"The interior minister has ordered the setting up of a commission of
enquiry to look into this matter," Major General Hussein Kamal, the deputy minister in charge of intelligence, told news agency AFP.
The move came after US Major General Joseph Peterson, in charge of training the Iraqi police, told the Chicago Tribune newspaper that 22 policemen, dressed in police commando uniforms, were arrested in late January in Baghdad as they took a Sunni away to be shot.
Death squads have also been responsible for many deaths in Iraq's main southern city of Basra, a British officer told AFP.
Major Alex Wilson said more than 140 killings had been carried out between November and January, many by "men masquerading as Iraqi policemen or members of the former Department of Internal Affairs of the interior ministry."
He added that this was double the number killed between May and November.
"We are doing our best to counter the death squads. We want to take them off the street," he said.
Those killed are believed to include tribal chiefs, members of minority communities and even criminals like oil smugglers.
He said "many of these killings can be called de-Baathification assassinations," a reference to reprisals against members of Saddam Hussein's former ruling Baath party.
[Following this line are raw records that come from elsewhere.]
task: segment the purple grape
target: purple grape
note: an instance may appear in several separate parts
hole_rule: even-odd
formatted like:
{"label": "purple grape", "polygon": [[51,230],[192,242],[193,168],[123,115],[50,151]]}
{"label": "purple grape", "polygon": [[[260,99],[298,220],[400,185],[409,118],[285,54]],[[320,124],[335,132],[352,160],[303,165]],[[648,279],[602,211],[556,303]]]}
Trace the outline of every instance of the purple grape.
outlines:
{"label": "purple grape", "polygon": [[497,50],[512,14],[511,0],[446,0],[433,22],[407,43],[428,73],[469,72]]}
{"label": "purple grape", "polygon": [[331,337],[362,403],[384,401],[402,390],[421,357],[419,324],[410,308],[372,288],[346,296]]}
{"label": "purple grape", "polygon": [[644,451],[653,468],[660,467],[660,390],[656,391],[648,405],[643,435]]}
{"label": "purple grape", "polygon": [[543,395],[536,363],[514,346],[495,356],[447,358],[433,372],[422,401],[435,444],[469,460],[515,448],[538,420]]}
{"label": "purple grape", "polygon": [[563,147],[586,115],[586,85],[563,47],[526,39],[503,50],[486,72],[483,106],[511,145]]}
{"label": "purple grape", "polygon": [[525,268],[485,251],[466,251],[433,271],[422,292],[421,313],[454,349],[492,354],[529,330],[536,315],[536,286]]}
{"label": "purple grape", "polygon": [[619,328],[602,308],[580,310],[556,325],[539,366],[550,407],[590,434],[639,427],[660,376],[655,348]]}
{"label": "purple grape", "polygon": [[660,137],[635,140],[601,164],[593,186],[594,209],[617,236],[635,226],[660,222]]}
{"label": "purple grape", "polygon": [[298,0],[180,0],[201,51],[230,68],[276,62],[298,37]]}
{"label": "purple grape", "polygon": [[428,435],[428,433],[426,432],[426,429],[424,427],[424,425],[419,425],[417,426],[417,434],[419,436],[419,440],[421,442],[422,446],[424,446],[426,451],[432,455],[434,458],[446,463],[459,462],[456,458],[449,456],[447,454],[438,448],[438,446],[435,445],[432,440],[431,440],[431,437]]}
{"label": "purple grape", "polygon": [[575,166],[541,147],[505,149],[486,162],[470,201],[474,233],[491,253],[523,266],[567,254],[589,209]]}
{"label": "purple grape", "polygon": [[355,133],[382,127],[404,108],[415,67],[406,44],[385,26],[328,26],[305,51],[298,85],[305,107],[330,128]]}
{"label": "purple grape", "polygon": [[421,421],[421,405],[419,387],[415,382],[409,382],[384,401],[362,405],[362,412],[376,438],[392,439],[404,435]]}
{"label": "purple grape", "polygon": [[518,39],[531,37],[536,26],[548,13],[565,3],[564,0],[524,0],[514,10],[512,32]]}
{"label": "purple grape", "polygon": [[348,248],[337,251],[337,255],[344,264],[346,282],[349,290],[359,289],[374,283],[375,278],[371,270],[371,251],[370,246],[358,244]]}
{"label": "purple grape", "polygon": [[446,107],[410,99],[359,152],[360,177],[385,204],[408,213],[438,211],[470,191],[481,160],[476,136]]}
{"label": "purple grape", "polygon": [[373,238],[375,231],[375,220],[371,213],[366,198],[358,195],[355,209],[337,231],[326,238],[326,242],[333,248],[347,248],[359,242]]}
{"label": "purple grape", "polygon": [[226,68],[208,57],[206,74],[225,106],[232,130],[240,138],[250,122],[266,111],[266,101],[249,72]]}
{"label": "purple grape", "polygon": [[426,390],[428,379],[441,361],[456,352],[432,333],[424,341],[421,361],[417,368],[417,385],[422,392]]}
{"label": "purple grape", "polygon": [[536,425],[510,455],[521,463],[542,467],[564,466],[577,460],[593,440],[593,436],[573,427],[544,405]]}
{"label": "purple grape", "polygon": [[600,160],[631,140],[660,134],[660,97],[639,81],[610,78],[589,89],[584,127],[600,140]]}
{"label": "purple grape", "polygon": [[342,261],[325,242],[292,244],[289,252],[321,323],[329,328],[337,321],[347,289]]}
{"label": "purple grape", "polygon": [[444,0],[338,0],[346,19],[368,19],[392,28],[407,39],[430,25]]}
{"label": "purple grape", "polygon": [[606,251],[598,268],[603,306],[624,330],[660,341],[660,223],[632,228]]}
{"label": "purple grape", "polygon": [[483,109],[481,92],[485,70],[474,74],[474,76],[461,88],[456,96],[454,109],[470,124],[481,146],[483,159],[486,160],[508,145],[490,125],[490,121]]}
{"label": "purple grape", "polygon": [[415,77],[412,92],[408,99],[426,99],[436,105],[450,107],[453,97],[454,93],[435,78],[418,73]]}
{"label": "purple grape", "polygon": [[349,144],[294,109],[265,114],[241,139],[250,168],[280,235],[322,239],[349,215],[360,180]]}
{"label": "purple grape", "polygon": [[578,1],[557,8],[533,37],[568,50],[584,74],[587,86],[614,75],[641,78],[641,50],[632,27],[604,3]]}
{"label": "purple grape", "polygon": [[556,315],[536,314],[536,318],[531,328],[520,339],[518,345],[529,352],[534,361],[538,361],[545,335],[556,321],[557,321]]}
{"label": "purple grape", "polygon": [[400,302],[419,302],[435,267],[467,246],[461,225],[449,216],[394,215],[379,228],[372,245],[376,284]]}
Sunni Arab organisations have repeatedly accused rogue elements within the security forces of arresting and killing Sunnis who provide the backbone to the ongoing insurgency.
A spokesman for the Committee of Muslim Scholars, one of the main Sunni Arab organisations, told AFP the death squad discovery was not an isolated incident.
"It's not just one death squad. There are many," said the spokesman who declined to be named because of fear for his life.
"In the northern Baghdad district of Hurriyah alone, some 70 young men from our community have been killed by these units, and the overall toll figure is likely to be more than 1,000 and includes 20 imams (religious leaders)," the spokesman said.
The committee has repeatedly denounced such crimes and called on the United Nations to investigate the allegations, he said.
A US diplomat said that respect for human rights remained a top issue of concern for Washington.
"Human rights is at the top of our list when we engage with Iraqis at all levels, particularly with ministries associated with security," he said.
US Ambassador Zalmay Khalilzad said in an article published Sunday by the Los Angeles Times that the new Iraqi government, currently being formed after December general elections, needed to inspire the confidence of all sections of the Iraqi community.
"Elected leaders need to govern from the centre, not the ideological extremes.
"This is particularly true in the security area, where the new government must continue increasing the capability of Iraqi security forces while ensuring that defense and interior ministry officials are chosen on the basis of competence, not ethnic or sectarian background," the ambassador said.
He also pointed to the need for the government to start demobilizing factional militias set up by different groups across the country.
Major General Peterson suggested that the policemen arrested owed their allegiance to the Badr Organisation, a militia loyal to the Shiite Supreme Council for the Islamic Revolution in Iraq.
"There is no denying that there are militia forces present in Iraq ... Some of those militia forces have indeed integrated with the Iraqi security forces and that's what happened in that incident," US spokesman Major General Rick Lynch told reporters Thursday.
The discovery of the alleged death squad came by chance when the policemen, who had been stopped at an Iraqi army checkpoint, readily admitted they were taking a prisoner away to shoot him, Major General Peterson said.
In an interview with AFP last month, Mr Peterson had said the interior
ministry was taking action to address problems of abuse.
"The minister has fired four brigade commanders in the special police
because of the amount of reports of abuse occurring in their units," he said.